5-3.1
Standard 5-3: The student will demonstrate an understanding of major domestic and foreign developments that contributed to the United States’ becoming a world power.
5-3.1 Explain how the Industrial Revolution was furthered by new inventions and technologies, including new methods of mass production and transportation and the invention of the light bulb, the telegraph, and the telephone. (E, H)
It Is Essential For Students To Know:
- The post-Civil War Industrial Revolution was the continuation of changes in the United States economy that had started prior to the war.
- The fundamental change was from an economy based on agriculture and trade to one increasingly based on the production of manufactured goods.
- The manufacture of goods required raw materials, workers, capital equipment, and new ideas (technology) about how to use these factors to create goods.
- [Economists refer to these as the factors of production: land, labor, capital, and technology]
- It is important for students to understand that the term technology refers to new ideas about how to do something as well as the equipment needed to do it.
- Government policies that encouraged westward movement such as the funding of the transcontinental railroad and the availability of free land to homesteaders encouraged the use of the abundant natural resources of the West.

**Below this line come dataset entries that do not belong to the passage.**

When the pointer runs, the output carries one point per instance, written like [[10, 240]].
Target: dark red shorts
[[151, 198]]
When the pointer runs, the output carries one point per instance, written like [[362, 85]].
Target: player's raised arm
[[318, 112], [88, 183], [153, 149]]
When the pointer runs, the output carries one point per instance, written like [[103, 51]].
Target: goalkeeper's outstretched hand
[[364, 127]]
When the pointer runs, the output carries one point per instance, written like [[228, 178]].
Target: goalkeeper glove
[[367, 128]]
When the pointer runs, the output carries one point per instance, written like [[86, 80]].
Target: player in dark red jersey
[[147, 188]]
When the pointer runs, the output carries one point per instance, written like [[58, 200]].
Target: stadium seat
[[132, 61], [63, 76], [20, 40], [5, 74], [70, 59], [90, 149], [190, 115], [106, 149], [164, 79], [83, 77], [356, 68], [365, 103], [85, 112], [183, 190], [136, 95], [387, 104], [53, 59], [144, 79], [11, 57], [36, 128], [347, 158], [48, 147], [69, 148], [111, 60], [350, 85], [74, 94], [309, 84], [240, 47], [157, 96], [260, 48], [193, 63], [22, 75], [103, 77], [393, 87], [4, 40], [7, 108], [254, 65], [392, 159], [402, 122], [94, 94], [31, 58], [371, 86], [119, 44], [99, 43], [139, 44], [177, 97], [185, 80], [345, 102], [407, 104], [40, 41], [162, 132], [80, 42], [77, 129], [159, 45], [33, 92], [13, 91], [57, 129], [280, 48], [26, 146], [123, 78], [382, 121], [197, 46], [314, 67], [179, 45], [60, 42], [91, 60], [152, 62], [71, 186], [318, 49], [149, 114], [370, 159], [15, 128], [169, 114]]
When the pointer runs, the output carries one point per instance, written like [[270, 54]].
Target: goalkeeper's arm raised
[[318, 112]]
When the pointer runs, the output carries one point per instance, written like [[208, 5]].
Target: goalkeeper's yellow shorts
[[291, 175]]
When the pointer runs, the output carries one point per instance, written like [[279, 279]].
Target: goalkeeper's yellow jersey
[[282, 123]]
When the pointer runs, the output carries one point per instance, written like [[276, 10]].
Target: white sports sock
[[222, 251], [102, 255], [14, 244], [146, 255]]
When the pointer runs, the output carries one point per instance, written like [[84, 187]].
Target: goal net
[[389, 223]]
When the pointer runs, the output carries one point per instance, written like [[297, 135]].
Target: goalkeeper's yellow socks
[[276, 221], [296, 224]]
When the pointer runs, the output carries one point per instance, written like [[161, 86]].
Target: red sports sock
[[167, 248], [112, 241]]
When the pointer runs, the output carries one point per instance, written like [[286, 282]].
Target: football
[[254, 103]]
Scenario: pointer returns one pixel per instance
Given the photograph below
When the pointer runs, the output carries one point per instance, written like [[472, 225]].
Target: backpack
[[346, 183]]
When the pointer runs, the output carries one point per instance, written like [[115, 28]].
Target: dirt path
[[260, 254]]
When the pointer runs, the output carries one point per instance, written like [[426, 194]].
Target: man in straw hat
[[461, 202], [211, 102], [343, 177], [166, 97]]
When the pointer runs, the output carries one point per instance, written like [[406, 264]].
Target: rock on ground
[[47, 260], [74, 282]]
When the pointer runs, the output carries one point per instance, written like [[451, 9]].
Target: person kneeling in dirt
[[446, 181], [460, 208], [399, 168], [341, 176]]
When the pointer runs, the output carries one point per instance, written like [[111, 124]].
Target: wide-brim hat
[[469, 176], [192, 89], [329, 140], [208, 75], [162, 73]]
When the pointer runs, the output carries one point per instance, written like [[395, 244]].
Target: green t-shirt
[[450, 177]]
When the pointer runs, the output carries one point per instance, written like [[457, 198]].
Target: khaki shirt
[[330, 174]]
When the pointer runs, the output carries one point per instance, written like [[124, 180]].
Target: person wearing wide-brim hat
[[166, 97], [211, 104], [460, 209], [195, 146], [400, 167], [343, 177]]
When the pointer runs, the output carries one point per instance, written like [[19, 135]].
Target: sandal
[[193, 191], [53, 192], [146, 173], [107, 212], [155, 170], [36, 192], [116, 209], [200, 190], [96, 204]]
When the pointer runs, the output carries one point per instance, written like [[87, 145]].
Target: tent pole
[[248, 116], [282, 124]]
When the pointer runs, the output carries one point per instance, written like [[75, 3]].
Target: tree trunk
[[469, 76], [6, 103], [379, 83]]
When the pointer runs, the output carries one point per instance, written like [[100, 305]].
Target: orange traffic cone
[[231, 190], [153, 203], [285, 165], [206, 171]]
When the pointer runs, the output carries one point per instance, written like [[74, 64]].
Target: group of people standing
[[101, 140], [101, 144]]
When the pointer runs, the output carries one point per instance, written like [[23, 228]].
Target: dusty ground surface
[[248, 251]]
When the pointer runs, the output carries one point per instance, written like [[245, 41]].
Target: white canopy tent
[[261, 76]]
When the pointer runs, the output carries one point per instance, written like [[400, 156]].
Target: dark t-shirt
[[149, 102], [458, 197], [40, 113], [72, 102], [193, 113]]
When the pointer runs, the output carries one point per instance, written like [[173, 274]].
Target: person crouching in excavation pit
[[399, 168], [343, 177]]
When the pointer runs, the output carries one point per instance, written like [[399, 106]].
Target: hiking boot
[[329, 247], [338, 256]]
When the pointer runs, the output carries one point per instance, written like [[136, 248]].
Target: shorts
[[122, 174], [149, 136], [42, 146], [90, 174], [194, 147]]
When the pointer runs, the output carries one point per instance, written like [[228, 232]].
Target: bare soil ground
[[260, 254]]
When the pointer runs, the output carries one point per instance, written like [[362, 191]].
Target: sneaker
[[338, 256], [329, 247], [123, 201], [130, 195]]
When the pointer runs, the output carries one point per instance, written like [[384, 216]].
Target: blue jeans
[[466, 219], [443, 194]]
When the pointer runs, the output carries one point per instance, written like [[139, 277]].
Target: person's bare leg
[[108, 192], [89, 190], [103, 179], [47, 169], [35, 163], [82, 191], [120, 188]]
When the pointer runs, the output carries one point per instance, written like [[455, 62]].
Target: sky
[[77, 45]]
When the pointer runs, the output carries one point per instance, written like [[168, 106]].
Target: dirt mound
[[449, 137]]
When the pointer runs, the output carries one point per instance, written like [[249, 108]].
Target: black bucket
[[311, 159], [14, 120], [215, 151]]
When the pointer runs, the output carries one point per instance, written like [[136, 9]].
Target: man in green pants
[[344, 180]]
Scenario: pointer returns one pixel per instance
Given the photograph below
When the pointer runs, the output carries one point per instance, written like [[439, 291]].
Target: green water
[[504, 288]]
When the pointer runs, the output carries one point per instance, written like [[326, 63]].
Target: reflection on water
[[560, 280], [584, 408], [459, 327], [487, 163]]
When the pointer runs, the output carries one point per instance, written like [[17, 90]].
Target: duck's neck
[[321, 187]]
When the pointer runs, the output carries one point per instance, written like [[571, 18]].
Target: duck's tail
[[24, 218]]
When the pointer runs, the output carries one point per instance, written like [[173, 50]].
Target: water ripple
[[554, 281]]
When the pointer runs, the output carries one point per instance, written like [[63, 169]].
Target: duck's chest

- The transportation system provided by the transcontinental railroad shipped raw materials to cities where manufacturers changed the raw materials into consumer products and then shipped those products to people throughout the country.
- Grains shipped from farms on the Great Plains to giant mills became cereal for American breakfast tables.
- Hogs and cattle shipped to meat processing plants were served for dinner throughout the country.
- Iron ore was shipped to processing plants where it was converted to steel for the building of more railroads or the creation of steel girders for skyscrapers and bridges.
- New methods of mass production were used to turn the raw materials into consumer products.
- Andrew Carnegie brought the Bessemer process, which converted iron into steel, to the United States. His company, Carnegie Steel, built huge steel foundries and created a monopoly on the production of steel.
- Meat packers developed a ‘dis-assembly’ line where the hogs and cattle were killed and then cut into steaks and chops and the leftovers were stuffed into sausages. One meat packer boasted that his plant could use every part of the pig but its squeal.
- Although manufacturers in the late 19th century produced goods on a large scale and used the system of interchangeable parts first introduced in the late 1700s by
Eli Whitney, the assembly line was not introduced until the early twentieth century.
- Henry Ford first used the assembly line in the production of automobiles [1913].
- Inventions helped to promote industrial growth in the late 19th century. The telegraph was invented in the pre-Civil War period by Samuel Morse in order to help the railroads communicate, stay on schedule and prevent accidents.
- It was soon used to place orders for goods by means of the Morse code and to ensure that both raw materials and finished products were delivered to the right place at the right time. The telegraph thus promoted economic growth and the industrial revolution.
- The telephone was invented by Alexander Graham Bell [1876] and improved communication first begun with the telegraph. Now businesses could communicate by telephone more quickly and easily. Soon homes of wealthy people had telephones and eventually almost every home would have a telephone. The telephone was easier to use because it did not require people to learn a new system of communication such as the Morse code.
- The light bulb was not invented by Thomas Edison however it was significantly improved and made practical for use. Edison invented the incandescent light bulb [1879]. It promoted economic growth because it made it possible to light factories as well as homes more safely than kerosene lamps. The light bulb made the use of electricity popular and therefore electric generators [1881] were built and electric lines were strung in cities and towns. Electricity, in turn, provided a new way of powering the manufacturing plants that had been relying on water power from rivers or steam power produced by burning coal. The light bulb, therefore, contributed to the economic growth of the United States by encouraging the development of electric powered factories that could be located wherever electric lines could be strung. Electricity contributed to the growth of transportation. Electric powered streetcars made it possible for people to move to the outskirts of the cities to live and commute to work by streetcar.
- The availability of electricity also led to the invention of many labor saving devices for the home that were run by electricity, such as the washing machine and the vacuum cleaner. These inventions made life easier for the women whose families could afford to buy them.
- The invention of the telephone provided new jobs for telephone operators, a job most often performed by women.
- The invention of the sewing machine and the typewriter also provided women with new job opportunities in clothing factories and offices.
It Is Not Essential For Students To Know:
- Students do not need to know about other inventions not specifically listed in this indicator.
They don’t need to know that Edwin Drake’s invention of the oil drill helped to create anew industry or that oil was first used for lighting kerosene lamps.
- Students do not need to know that the development of the oil
industry by John D. Rockefeller also led to the creation of a monopoly.